A weekend of wanderings

There was an excellent piece  in the Review section of The Guardian at the weekend by Robert Macfarlane on Laurie Lee and his wanderings through Spain. (I presume it’s from Macfarlane’s introduction to a new Penguin edition of one of Lee’s books, published to mark the centenary of the writer’s birth, but The Guardian doesn’t say.) “If the power of Cider with Rosie derives from its dream of dwelling,” he argues, “the power of As I Walked Out One Midsummer Morning derives from its dream of leaving. If only I could live forever in one place, and come to know it so well, you think, reading Lee’s first volume of memoir. If only I could step from my front door, walk away and just keep going, you think, reading his second.

I’ve read all of Lee’s Spanish books several times, but Macfarlane, as he often does, made me feel I’d been only half-attentive. Of this passage from As I Walked Out

[The] next day, getting back on to the London road, I forgot everything but the way ahead. I walked steadily, effortlessly, hour after hour in a kind of swinging, weightless realm. I was at that age which feels neither strain nor friction, when the body burns magic fuels, so that it seems to glide in warm air, about a foot off the ground, smoothly obeying its intuitions. Even exhaustion, when it came, had a voluptuous quality, and sleep was caressive and deep, like oil.

he says:

The writing here is “voluptuous” yet precise, and as such it is characteristic of Lee’s style, in which elaborate metaphors serve not as ornaments, but rather as the means of most closely evoking complex experience. Lee does not walk so much as levitate or hover, borne aloft by supernatural stamina, and, in mimicry of this sensation, his clauses, suspended by their commas, also bear the reader along “the way” and onwards into the unknown. 

The Telegraph Magazine had a piece from Mike Pflanz on another wanderer, David Coulson, who has driven the equivalent of three times round the earth to find and chronicle the ancient rock art of Africa. “Here’s a great news story out of Africa,” says Coulson: “the preservation of thousands of years of history and culture about which we would know nothing if not for this art. That’s what should motivate us all to preserve it.”

A hundred years ago last week, Archduke Franz Ferdinand, heir to the Austro-Hungarian throne, set off on a trip that would end with his assassination – the event that triggered the First Word War. In Telegraph Travel, Adrian Bridge followed the archduke’s footsteps. “It’s a journey well worth doing today,” he says, “not because [Franz Ferdinand] did it, but for the geographical, historical, cultural and scenic splendours along the way”. The piece isn’t online as I write, so I’ll post a link to it later.

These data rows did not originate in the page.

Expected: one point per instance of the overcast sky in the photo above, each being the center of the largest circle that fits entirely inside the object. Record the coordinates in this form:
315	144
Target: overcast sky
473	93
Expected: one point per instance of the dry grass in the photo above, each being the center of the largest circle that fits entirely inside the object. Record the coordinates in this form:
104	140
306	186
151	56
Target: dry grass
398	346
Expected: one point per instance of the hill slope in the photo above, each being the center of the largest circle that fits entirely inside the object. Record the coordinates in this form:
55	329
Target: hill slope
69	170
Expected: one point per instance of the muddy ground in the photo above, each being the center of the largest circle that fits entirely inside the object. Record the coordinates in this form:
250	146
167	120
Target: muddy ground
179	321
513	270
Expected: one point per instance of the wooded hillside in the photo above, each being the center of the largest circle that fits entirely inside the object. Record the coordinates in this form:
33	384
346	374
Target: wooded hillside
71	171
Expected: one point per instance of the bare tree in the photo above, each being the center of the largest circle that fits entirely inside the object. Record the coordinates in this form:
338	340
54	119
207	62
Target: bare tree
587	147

Also in the Review section of The Guardian was an interview by Emma Brockes with Teju Cole, mentioned here recently, who was born into a Nigerian family in the United States and is constantly struck by the ease of life there compared with that in Nigeria. How, he asks of the latter, “can a place be so interesting, full of history and real human conflict, and at the same time as slow as molasses?”